In the city of Santa Rosa, there is a lack of pools for the public to use. This affects people of all ages in our city, but especially teens involved in the sport of swimming.
The two public pools are Finley Aquatic Center and Ridgeway Swim Center, which are standard 25-yard pools. These are referred to as short course pools in competitive swimming. These are the only two pools that high school swim teams have to practice in, because none of the high schools have their own pools.
Ursuline High School has a pool, but it is very old. Maria Carrillo, Montgomery, Santa Rosa, Elsie Allen, Piner, Newman and Ursuline high schools have to share these two public pools for their swim teams.
This becomes more difficult when the Neptune Swim Team uses Ridgeway Swim Center for several hours each week day.
Ursuline and Newman have opted to practice at Santa Rosa Junior College at 5:30 a.m. every day instead of trying to squeeze in a practice time late at night at other pools.
The Neptune Swim Team in Santa Rosa also suffers from not enough pool time and space. With all of the different ages of swimmers on the team and not much lane space, it is very challenging to have a reasonable practice times for all of the athletes.
Some swim groups have a practice time that ends at 9:15 p.m. every day except weekends. This caused late nights for students and insufficient time to have a proper dinner every day.
Another very important aspect of the sport of swimming is practicing to compete in long course size pools, which are 50 meters long. Half of the swimming season is swum in Olympic sized pools. Santa Rosa does not have one long course pool. The closest 50-meter pool is in Petaluma; a big inconvenience for Santa Rosa swimmers.
On hot summer days, people want to be able to enjoy time in the pool, cooling off.
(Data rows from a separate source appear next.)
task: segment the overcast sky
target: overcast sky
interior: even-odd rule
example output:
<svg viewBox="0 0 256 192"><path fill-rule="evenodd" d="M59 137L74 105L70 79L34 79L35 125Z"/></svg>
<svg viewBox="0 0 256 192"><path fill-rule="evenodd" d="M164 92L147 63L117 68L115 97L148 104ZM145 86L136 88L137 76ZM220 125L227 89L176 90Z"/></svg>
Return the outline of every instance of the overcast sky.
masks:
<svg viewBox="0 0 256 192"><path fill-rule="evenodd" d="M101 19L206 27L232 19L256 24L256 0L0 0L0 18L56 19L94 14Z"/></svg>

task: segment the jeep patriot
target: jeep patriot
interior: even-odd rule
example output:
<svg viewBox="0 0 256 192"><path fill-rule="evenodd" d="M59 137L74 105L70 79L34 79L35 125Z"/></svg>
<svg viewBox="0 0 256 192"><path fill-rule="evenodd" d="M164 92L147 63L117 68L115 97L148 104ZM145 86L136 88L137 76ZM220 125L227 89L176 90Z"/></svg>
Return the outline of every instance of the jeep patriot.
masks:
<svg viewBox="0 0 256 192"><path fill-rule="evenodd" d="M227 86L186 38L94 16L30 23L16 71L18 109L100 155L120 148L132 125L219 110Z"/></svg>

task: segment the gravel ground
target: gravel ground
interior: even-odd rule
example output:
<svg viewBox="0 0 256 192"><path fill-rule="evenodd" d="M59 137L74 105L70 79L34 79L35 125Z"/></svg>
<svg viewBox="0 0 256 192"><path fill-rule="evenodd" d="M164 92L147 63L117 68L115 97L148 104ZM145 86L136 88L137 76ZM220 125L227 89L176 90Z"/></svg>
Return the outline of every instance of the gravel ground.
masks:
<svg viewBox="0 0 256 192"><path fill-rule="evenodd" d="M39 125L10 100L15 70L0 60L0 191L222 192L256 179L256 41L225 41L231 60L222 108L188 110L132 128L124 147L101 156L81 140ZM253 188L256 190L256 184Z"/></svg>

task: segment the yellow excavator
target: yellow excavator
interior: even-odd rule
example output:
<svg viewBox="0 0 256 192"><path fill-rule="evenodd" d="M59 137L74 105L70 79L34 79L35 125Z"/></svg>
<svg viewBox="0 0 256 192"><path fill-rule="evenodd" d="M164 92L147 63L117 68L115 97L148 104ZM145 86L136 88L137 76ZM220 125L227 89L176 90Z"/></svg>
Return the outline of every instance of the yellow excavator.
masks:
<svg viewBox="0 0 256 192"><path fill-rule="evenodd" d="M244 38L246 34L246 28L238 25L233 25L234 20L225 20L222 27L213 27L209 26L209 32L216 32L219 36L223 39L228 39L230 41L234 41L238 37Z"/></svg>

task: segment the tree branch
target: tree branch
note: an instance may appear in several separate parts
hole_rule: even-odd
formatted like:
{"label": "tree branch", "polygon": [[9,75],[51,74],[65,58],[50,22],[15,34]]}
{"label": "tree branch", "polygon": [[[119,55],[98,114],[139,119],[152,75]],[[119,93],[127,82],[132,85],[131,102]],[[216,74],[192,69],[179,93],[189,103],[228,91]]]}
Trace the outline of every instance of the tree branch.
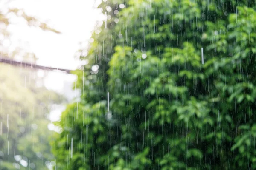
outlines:
{"label": "tree branch", "polygon": [[7,59],[6,58],[2,58],[0,56],[0,63],[3,62],[4,63],[9,64],[16,66],[20,66],[25,68],[30,68],[31,69],[38,69],[44,70],[60,70],[67,72],[67,73],[70,73],[70,71],[73,70],[66,69],[64,68],[55,68],[51,67],[46,67],[42,65],[37,65],[35,64],[29,63],[28,62],[18,62],[12,60]]}

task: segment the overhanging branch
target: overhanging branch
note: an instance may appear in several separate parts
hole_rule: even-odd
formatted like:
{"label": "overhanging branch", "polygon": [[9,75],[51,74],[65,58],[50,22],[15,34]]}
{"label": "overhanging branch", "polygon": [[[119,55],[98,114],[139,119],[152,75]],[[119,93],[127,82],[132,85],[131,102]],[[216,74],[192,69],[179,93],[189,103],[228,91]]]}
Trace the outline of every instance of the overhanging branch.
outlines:
{"label": "overhanging branch", "polygon": [[46,67],[42,65],[39,65],[35,64],[29,63],[28,62],[18,62],[12,60],[7,59],[6,58],[2,58],[0,56],[0,62],[9,64],[11,65],[23,67],[26,68],[30,68],[31,69],[38,69],[44,70],[60,70],[65,71],[67,73],[70,73],[71,70],[66,69],[64,68],[55,68],[51,67]]}

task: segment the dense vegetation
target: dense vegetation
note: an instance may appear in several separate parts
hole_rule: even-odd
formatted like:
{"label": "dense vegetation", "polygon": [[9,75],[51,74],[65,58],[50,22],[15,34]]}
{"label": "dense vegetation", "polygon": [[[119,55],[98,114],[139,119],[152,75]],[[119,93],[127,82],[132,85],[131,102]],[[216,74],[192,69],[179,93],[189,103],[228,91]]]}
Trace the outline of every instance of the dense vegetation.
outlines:
{"label": "dense vegetation", "polygon": [[58,169],[256,168],[255,2],[104,1]]}
{"label": "dense vegetation", "polygon": [[[44,31],[59,32],[22,9],[11,8],[12,1],[0,0],[0,57],[34,63],[35,54],[22,47],[11,45],[9,25],[17,23],[18,27],[19,22],[23,22]],[[55,160],[50,151],[52,132],[47,128],[51,121],[47,117],[52,105],[63,99],[44,87],[37,73],[0,63],[0,170],[48,170],[50,162]]]}

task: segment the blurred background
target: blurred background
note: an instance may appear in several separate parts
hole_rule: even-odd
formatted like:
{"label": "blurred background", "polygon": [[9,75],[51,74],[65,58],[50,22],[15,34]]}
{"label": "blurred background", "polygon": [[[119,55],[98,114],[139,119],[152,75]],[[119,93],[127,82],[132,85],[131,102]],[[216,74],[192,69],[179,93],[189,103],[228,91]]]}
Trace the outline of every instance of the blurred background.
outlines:
{"label": "blurred background", "polygon": [[[0,57],[79,69],[79,50],[102,18],[97,3],[0,0]],[[79,96],[76,75],[31,68],[0,62],[0,170],[52,169],[49,141],[60,130],[52,123]]]}

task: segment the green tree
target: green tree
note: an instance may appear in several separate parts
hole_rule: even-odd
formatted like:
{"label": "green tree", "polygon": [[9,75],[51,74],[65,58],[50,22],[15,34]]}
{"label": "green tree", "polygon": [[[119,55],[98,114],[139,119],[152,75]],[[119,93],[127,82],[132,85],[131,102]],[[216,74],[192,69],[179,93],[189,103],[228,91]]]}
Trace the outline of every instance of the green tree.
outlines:
{"label": "green tree", "polygon": [[59,167],[255,168],[256,5],[102,2],[112,17],[57,123]]}
{"label": "green tree", "polygon": [[[21,9],[9,8],[12,1],[0,0],[0,57],[34,62],[36,58],[19,47],[11,51],[5,42],[10,41],[8,26],[14,18],[44,31],[58,31],[46,23],[27,15]],[[9,55],[8,55],[9,54]],[[47,118],[49,105],[63,99],[37,84],[42,81],[34,70],[0,63],[0,170],[49,169],[47,161],[55,161],[50,152]]]}

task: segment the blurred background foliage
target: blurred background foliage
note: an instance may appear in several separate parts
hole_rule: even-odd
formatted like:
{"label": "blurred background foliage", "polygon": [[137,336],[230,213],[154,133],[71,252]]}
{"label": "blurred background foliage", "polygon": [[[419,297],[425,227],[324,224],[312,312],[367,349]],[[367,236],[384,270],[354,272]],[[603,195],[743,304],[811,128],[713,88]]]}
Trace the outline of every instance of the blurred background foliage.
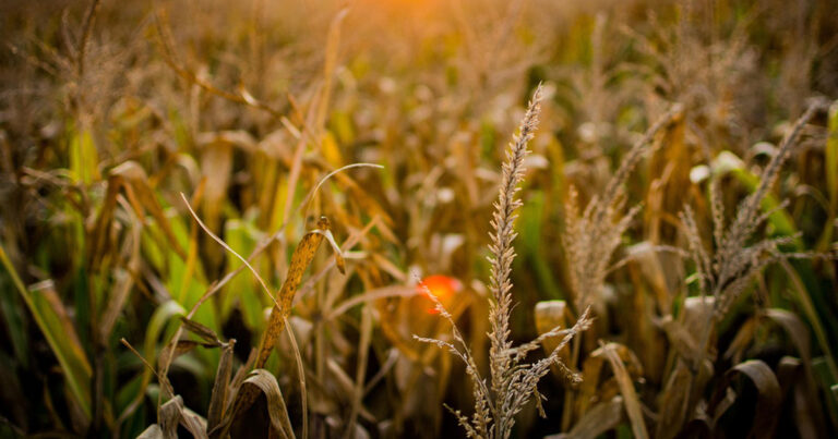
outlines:
{"label": "blurred background foliage", "polygon": [[[303,234],[331,219],[347,272],[320,251],[289,319],[306,407],[287,338],[266,367],[298,435],[303,423],[316,437],[458,431],[442,404],[466,407],[470,390],[460,365],[412,340],[446,330],[412,273],[439,275],[433,290],[484,362],[499,163],[538,83],[547,99],[520,193],[513,337],[537,336],[538,303],[565,301],[564,309],[572,300],[562,245],[570,187],[585,206],[646,127],[682,105],[683,119],[625,182],[626,203],[643,210],[596,292],[606,310],[596,334],[636,364],[628,371],[655,436],[694,432],[692,412],[667,415],[668,382],[685,373],[666,329],[698,294],[694,266],[656,249],[686,247],[684,204],[711,234],[708,179],[719,179],[732,218],[807,99],[838,97],[828,0],[5,0],[2,9],[0,436],[134,437],[157,423],[160,382],[120,340],[161,367],[192,309],[218,338],[236,339],[235,364],[246,363],[272,301],[241,272],[195,306],[242,264],[201,230],[181,193],[208,230],[254,255],[272,290]],[[725,393],[729,368],[764,362],[779,380],[773,414],[783,437],[838,427],[838,265],[822,257],[837,242],[836,108],[804,126],[764,207],[789,203],[758,232],[793,236],[787,251],[815,257],[771,266],[735,302],[715,329],[719,355],[704,394]],[[323,180],[352,163],[383,168]],[[588,339],[579,370],[596,357]],[[199,346],[168,369],[195,413],[211,410],[222,356]],[[567,394],[582,393],[546,380],[548,417],[532,405],[516,435],[583,425],[594,403],[618,394],[610,374],[576,406]],[[741,436],[759,422],[763,394],[733,385],[742,398],[714,425]],[[609,437],[632,434],[621,413],[602,420]]]}

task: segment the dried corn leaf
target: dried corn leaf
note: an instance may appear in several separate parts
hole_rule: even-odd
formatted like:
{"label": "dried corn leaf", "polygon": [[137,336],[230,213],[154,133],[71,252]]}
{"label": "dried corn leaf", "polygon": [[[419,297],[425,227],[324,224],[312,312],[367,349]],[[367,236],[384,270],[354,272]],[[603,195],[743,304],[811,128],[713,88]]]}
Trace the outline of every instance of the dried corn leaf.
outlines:
{"label": "dried corn leaf", "polygon": [[288,273],[277,297],[279,307],[274,305],[274,308],[271,310],[271,318],[259,347],[255,367],[260,368],[265,365],[267,357],[271,355],[271,350],[285,329],[285,320],[291,314],[291,304],[295,294],[297,294],[297,289],[300,286],[302,273],[309,267],[311,260],[314,259],[314,254],[330,227],[328,219],[322,217],[318,222],[318,230],[307,233],[302,236],[300,243],[297,244],[297,249],[294,251],[291,256],[291,265],[288,267]]}
{"label": "dried corn leaf", "polygon": [[571,431],[547,436],[544,439],[595,439],[623,420],[623,398],[614,397],[590,407]]}
{"label": "dried corn leaf", "polygon": [[[777,377],[767,364],[759,359],[749,359],[730,368],[725,374],[722,386],[717,388],[710,400],[708,413],[719,417],[722,412],[718,411],[721,401],[722,391],[727,391],[733,377],[743,374],[753,381],[758,392],[756,401],[756,411],[751,429],[752,437],[769,438],[774,436],[774,429],[777,425],[777,415],[780,408],[780,385]],[[717,413],[719,412],[719,413]]]}
{"label": "dried corn leaf", "polygon": [[207,431],[222,423],[224,410],[227,406],[227,395],[229,393],[230,375],[232,373],[232,354],[236,340],[230,340],[222,351],[222,358],[218,362],[218,370],[215,374],[213,382],[213,395],[210,399],[210,408],[207,410]]}
{"label": "dried corn leaf", "polygon": [[212,346],[222,346],[225,344],[218,338],[218,336],[215,333],[214,330],[205,327],[204,325],[201,325],[197,321],[185,318],[185,317],[181,317],[180,321],[183,322],[183,327],[187,328],[188,331],[204,339],[205,343],[202,343],[202,344],[208,344]]}
{"label": "dried corn leaf", "polygon": [[[548,332],[554,328],[565,328],[567,321],[565,313],[567,303],[565,301],[544,301],[536,304],[536,331],[539,334]],[[559,339],[551,337],[541,342],[544,352],[553,352],[559,345]],[[567,350],[567,347],[565,347]]]}
{"label": "dried corn leaf", "polygon": [[[250,373],[250,376],[241,385],[240,393],[236,398],[234,410],[230,413],[238,413],[239,410],[237,410],[236,406],[241,406],[241,404],[247,403],[248,406],[250,405],[250,403],[244,400],[244,398],[247,398],[246,395],[250,393],[247,391],[248,389],[255,389],[256,392],[261,391],[265,394],[267,400],[267,414],[271,417],[271,426],[279,437],[295,438],[291,420],[288,417],[288,408],[285,405],[285,398],[283,398],[283,392],[279,390],[279,383],[276,382],[276,377],[265,369],[254,369]],[[232,417],[235,416],[227,417],[225,422],[227,427],[229,427],[234,420]],[[226,431],[220,436],[225,437]]]}
{"label": "dried corn leaf", "polygon": [[656,438],[673,438],[681,430],[686,419],[692,385],[693,374],[683,361],[679,361],[660,395],[658,404],[660,418],[655,432]]}
{"label": "dried corn leaf", "polygon": [[606,358],[611,364],[614,378],[616,378],[616,382],[620,386],[620,393],[623,394],[625,412],[628,414],[628,419],[632,422],[632,432],[634,434],[634,437],[638,439],[648,438],[649,434],[646,430],[646,423],[643,420],[641,401],[637,399],[637,393],[634,391],[634,382],[622,359],[620,359],[615,343],[608,343],[602,346],[602,350]]}

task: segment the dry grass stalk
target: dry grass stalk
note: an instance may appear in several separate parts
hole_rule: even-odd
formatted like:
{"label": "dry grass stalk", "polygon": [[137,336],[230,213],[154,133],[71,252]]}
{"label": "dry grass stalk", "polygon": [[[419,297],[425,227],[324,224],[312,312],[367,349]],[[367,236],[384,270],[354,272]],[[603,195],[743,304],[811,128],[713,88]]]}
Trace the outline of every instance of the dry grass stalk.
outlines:
{"label": "dry grass stalk", "polygon": [[684,205],[680,214],[687,240],[690,256],[695,264],[702,296],[714,297],[714,310],[707,316],[703,329],[702,346],[705,352],[709,342],[710,328],[714,322],[721,320],[730,305],[751,284],[753,277],[766,266],[790,257],[807,256],[797,253],[782,253],[780,247],[794,243],[795,236],[769,237],[749,245],[756,229],[762,227],[770,216],[786,207],[781,203],[776,208],[761,214],[761,204],[768,191],[776,183],[780,169],[789,158],[798,135],[805,124],[821,110],[826,110],[828,102],[817,100],[810,105],[791,131],[777,148],[777,153],[759,175],[759,185],[739,205],[733,222],[725,228],[725,209],[718,193],[718,183],[710,182],[710,209],[713,216],[713,239],[715,251],[709,253],[705,246],[693,209]]}
{"label": "dry grass stalk", "polygon": [[649,151],[655,135],[681,117],[681,106],[674,106],[655,122],[625,155],[601,197],[591,198],[582,215],[577,193],[571,188],[565,205],[562,244],[567,253],[570,283],[577,312],[597,302],[595,298],[604,283],[611,256],[620,245],[623,232],[641,209],[641,206],[634,206],[623,215],[625,180]]}
{"label": "dry grass stalk", "polygon": [[[538,124],[540,98],[541,87],[539,86],[524,115],[519,134],[515,135],[510,144],[506,160],[503,163],[498,200],[494,203],[495,210],[491,221],[494,232],[490,234],[492,243],[489,245],[492,253],[492,256],[489,257],[489,261],[492,264],[490,278],[492,302],[489,310],[492,328],[489,333],[491,343],[489,383],[477,368],[468,344],[457,329],[452,315],[430,290],[424,288],[426,294],[436,304],[440,315],[451,324],[452,336],[456,344],[436,339],[420,337],[416,337],[416,339],[447,349],[466,365],[466,373],[474,385],[475,413],[469,418],[463,415],[460,411],[451,407],[448,410],[457,416],[459,425],[470,438],[508,438],[512,434],[512,427],[515,425],[515,415],[534,395],[540,407],[538,399],[541,397],[537,389],[538,381],[547,375],[551,364],[561,364],[559,353],[574,336],[587,329],[590,324],[586,309],[572,328],[554,328],[534,341],[517,347],[513,347],[512,340],[510,340],[510,314],[513,305],[510,275],[512,261],[515,258],[512,242],[517,235],[513,225],[517,218],[515,211],[522,205],[515,194],[519,190],[518,184],[524,174],[524,158],[528,153],[527,143],[532,138],[532,133]],[[522,364],[528,353],[539,349],[546,339],[553,337],[561,337],[561,341],[547,357],[532,364]],[[577,382],[579,380],[578,376],[570,368],[563,367],[562,369],[567,370],[568,381]]]}

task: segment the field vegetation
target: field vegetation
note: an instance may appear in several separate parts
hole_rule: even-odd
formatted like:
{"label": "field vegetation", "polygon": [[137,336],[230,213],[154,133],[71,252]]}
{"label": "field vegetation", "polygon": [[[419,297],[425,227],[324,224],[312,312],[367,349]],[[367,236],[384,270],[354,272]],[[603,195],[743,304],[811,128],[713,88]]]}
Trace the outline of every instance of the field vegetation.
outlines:
{"label": "field vegetation", "polygon": [[0,437],[838,435],[829,0],[4,0]]}

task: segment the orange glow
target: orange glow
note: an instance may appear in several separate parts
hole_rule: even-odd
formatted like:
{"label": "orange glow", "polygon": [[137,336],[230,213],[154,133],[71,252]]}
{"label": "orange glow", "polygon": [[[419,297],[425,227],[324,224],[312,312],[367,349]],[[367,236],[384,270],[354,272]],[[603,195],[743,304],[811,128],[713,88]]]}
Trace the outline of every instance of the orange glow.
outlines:
{"label": "orange glow", "polygon": [[[422,285],[428,288],[428,291],[431,292],[436,298],[442,302],[443,305],[446,304],[456,293],[463,291],[463,282],[455,278],[451,278],[444,275],[432,275],[424,279],[422,279],[422,283],[416,285],[417,292],[419,294],[427,294],[424,288]],[[430,302],[430,300],[429,300]],[[438,314],[435,306],[431,303],[431,306],[428,308],[428,313],[430,314]]]}

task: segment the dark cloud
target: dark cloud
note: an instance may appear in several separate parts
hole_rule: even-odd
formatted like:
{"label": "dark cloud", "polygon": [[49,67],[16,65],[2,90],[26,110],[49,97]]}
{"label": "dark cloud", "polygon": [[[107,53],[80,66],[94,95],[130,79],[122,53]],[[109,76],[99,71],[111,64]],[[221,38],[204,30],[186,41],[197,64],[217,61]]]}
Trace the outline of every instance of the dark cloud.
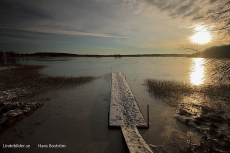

When pools are so crowded, this is not as enjoyable.
In addition to recreational swimming, these pools are used for swim lessons and aquatic programs. If there was even one more public pool in Santa Rosa, pools would be less crowded.
Santa Rosa would benefit greatly from investing in another public or long course pool, open to the public. This would not only help people get in the pool, it would not only help high school team swimmers, it would also be beneficial to year-round recreational swimmers.